BEIJING, April 10 (Xinhua) -- China's top price regulator announced Wednesday that fuel prices will remain unchanged this week even though it has pledged to track changes in global oil prices much faster under a new pricing mechanism.
The National Development and Reform Commission (NDRC), China's top economic planner and price regulator, said the prices of oil products would remain the same as average global oil prices were basically "flat" under the new price adjustment cycle.
As part of government efforts to push market-oriented pricing for energy resources, the NDRC announced last month it would shorten the fuel price adjustment cycle to 10 working days from 22 working days to better reflect changes in global oil markets.
Domestic fuel prices will not be changed if global oil price changes are less than 50 yuan per tonne, according to the new pricing regime.

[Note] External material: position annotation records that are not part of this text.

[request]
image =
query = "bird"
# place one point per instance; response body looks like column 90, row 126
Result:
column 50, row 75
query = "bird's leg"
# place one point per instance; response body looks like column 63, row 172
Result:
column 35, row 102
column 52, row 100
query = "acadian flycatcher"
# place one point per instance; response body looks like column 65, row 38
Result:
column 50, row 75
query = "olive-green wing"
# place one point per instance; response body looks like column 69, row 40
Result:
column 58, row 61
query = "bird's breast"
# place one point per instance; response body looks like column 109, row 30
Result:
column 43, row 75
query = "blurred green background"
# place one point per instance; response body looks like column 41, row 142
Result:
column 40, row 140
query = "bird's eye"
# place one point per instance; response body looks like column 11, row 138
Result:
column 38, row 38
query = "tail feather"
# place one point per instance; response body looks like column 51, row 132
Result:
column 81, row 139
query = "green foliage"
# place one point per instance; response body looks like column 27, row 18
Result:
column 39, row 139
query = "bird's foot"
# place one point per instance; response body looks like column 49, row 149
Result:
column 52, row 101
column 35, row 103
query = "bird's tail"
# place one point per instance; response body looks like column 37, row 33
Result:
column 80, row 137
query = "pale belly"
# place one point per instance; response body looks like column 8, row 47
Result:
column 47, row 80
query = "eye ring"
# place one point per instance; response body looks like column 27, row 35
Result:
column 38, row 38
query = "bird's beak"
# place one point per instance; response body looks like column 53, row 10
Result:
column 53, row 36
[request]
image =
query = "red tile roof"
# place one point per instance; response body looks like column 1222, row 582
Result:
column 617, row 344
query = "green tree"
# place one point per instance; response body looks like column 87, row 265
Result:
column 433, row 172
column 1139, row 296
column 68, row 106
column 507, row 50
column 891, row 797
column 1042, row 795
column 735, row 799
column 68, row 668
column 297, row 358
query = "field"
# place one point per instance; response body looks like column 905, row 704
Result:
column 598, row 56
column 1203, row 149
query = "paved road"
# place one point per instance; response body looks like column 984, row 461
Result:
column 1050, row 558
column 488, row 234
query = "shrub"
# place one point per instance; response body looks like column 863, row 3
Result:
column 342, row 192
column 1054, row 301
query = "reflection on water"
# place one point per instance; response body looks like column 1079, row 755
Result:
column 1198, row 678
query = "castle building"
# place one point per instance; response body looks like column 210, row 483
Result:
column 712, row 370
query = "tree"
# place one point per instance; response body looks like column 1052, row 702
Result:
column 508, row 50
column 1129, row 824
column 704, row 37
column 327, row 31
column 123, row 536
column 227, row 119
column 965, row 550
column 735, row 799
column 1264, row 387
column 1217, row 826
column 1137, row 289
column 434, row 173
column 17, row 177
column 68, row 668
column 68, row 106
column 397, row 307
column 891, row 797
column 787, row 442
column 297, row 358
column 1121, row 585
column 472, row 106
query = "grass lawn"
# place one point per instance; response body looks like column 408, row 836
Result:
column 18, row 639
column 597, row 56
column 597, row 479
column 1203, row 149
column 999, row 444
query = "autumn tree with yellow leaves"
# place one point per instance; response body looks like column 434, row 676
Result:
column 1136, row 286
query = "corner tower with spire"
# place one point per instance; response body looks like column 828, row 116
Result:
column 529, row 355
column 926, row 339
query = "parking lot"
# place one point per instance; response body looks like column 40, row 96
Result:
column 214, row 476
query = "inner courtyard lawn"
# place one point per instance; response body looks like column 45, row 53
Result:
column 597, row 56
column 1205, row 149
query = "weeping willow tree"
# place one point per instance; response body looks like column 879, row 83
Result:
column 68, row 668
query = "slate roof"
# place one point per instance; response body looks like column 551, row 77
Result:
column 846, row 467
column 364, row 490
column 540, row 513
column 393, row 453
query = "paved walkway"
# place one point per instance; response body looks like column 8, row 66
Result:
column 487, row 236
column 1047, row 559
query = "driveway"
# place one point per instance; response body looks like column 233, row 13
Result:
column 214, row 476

The new pricing regime has also scrapped the 4-percent floating band for oil price changes and adjusts the varieties of crude used to calculate the price changes for domestic oil products.
Previously, domestic fuel prices would be adjusted when prices for Brent, Dubai and Cinta crude oil changed by more than 4 percent over 22 working days.
The market has closely monitored any move by the NDRC on Wednesday as the first 10-working-day price adjustment cycle begins.
The NDRC announcement to keep fuel prices unchanged came just a day after the country reported a lower-than-expected inflation reading in March.
The National Bureau of Statistics said the consumer price index (CPI) rose 2.1 percent year on year in March, well below the 10-month-high of 3.2 percent in February and below the 2.4 percent CPI reading forecast by analysts.